Aim: To evaluate the effectiveness of two large language models, ChatGPT-4 and Claude 3, in improving the accuracy of question responses by senior sonologist and junior sonologist.
Material and methods: A senior and a junior sonologist were given a practice exam. After answering the questions, they reviewed the responses and explanations provided by ChatGPT-4 and Claude 3. The accuracy and scores before and after incorporating the models' input were analyzed to compare their effectiveness.

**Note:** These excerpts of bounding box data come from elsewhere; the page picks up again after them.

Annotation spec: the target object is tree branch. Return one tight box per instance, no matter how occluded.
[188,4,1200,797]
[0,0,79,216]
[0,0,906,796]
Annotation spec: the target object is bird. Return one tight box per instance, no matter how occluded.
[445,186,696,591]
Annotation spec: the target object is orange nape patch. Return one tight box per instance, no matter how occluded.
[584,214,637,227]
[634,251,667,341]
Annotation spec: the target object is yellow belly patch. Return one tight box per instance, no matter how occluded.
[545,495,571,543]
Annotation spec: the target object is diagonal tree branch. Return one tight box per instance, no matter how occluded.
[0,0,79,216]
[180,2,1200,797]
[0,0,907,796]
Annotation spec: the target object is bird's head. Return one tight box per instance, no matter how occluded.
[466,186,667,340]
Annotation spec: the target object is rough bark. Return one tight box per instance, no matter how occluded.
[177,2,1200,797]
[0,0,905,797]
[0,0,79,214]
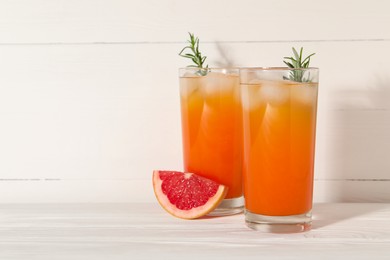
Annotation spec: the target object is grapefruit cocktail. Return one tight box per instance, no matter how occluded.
[179,68,243,215]
[240,68,318,232]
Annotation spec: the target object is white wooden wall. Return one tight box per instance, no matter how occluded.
[0,0,390,203]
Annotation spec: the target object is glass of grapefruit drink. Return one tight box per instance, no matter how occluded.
[240,68,319,232]
[179,67,244,216]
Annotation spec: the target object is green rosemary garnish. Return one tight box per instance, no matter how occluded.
[283,47,315,82]
[179,33,209,76]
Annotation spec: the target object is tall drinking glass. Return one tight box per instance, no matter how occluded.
[179,67,244,216]
[240,68,319,232]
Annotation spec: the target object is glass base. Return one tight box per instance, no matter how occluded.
[245,210,311,233]
[207,196,244,217]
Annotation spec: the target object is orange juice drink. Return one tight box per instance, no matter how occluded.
[241,68,318,232]
[179,68,243,215]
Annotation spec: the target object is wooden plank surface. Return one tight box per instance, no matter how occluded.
[0,203,390,260]
[0,0,390,203]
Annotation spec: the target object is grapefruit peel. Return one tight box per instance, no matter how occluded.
[153,170,228,219]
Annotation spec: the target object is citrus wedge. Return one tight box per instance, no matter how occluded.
[153,170,227,219]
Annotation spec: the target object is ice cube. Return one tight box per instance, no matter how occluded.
[259,81,290,106]
[291,83,318,105]
[180,76,201,98]
[202,72,238,99]
[241,84,264,111]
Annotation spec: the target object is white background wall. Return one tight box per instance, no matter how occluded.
[0,0,390,203]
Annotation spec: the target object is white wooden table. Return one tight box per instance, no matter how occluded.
[0,203,390,260]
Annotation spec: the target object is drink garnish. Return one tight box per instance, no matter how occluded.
[283,47,315,82]
[179,32,209,76]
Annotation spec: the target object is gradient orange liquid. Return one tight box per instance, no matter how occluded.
[180,72,242,198]
[241,81,318,216]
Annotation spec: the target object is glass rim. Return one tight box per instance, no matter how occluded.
[179,67,240,71]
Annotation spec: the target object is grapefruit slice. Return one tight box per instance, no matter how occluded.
[153,170,227,219]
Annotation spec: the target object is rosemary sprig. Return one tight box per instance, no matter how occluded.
[283,47,315,82]
[179,32,209,76]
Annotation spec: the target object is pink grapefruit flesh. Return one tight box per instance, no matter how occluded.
[153,170,227,219]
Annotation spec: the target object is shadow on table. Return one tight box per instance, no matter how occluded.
[312,203,386,230]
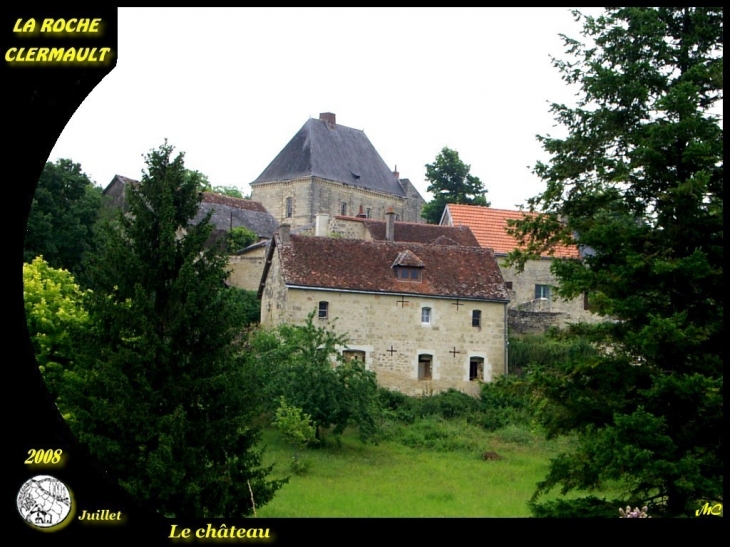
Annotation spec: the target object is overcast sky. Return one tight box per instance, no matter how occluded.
[49,8,599,209]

Results: No statistically significant differences were found between the two models' responses scores for each section (all p>0.05). For junior sonologist, both ChatGPT-4 (p=0.039) and Claude 3 (p=0.039) significantly improved scores in basic knowledge. The responses provided by ChatGPT-4 also significantly improved scores in relevant professional knowledge (p=0.038), though their explanations did not (p=0.077). For all exam sections, both models' responses and explanations significantly improved scores (all p<0.05). For senior sonologist, both ChatGPT-4's responses (p=0.022) and explanations (p=0.034) improved scores in basic knowledge, as did Claude 3's explanations (p=0.003). Across all sections, Claude 3's explanations significantly improved scores (p=0.041).
Conclusion: ChatGPT-4 and Claude 3 significantly improved sonologist' examination performance, particularly in basic knowledge.